InstallationΒΆ
Install mlcomp package
pip install mlcomp mlcomp init mlcomp migrate
Setup your environment
A Configuration file automatically created at ~/mlcomp/configs/.env
Environment variables:
ROOT_FOLDER - folder to save mlcomp files: configs, db, tasks, etc
TOKEN - site security token.
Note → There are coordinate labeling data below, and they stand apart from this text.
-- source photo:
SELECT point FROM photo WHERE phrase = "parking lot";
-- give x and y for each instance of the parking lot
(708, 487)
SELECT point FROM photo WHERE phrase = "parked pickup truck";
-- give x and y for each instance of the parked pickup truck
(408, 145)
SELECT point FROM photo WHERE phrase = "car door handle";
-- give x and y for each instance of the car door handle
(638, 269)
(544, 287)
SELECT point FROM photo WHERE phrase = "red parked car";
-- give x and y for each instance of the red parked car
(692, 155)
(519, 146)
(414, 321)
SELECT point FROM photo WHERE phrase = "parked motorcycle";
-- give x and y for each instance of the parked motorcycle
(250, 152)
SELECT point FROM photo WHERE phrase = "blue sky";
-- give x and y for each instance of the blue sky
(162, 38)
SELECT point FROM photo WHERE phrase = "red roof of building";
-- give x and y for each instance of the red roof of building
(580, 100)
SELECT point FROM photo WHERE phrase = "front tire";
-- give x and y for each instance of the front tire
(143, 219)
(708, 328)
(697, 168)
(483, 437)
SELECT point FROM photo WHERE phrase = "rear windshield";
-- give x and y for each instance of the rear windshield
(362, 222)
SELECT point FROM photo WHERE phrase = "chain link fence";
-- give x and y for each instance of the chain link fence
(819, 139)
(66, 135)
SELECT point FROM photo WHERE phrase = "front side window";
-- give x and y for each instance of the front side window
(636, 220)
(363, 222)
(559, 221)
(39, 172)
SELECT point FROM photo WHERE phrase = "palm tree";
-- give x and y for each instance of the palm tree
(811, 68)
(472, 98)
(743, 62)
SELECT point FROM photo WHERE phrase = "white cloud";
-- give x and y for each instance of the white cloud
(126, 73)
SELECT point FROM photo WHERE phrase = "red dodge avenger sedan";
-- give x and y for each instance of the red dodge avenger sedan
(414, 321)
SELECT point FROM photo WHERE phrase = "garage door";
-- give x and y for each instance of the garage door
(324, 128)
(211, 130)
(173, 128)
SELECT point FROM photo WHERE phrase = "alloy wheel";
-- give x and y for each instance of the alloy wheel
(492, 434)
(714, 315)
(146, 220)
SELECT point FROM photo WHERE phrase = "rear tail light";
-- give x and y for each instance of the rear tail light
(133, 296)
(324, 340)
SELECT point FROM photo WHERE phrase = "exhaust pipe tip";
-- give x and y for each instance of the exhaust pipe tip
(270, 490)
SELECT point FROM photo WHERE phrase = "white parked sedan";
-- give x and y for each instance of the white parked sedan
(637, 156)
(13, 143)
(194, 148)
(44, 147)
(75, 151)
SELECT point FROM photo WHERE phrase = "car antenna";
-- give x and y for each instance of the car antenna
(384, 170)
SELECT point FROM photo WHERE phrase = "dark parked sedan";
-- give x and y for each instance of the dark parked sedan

Please change it to any string
DB_TYPE. Either SQLITE or POSTGRESQL
POSTGRES_DB. PostgreSql db name
POSTGRES_USER. PostgreSql user
POSTGRES_PASSWORD. PostgreSql password
POSTGRES_HOST. PostgreSql host
PGDATA. PostgreSql db files location
REDIS_HOST. Redis host
REDIS_PORT. Redis port
REDIS_PASSWORD. Redis password
WEB_HOST. mlcomp site host. 0.0.0.0 means it is available from everywhere
WEB_PORT. mlcomp site port
CONSOLE_LOG_LEVEL. log level for output to the console
DB_LOG_LEVEL. log level for output to the database
IP. Ip of a worker. The worker must be accessible from other workers by these IP/PORT
PORT. Port of a worker. The worker must be accessible from other workers by these IP/PORT (SSH protocol)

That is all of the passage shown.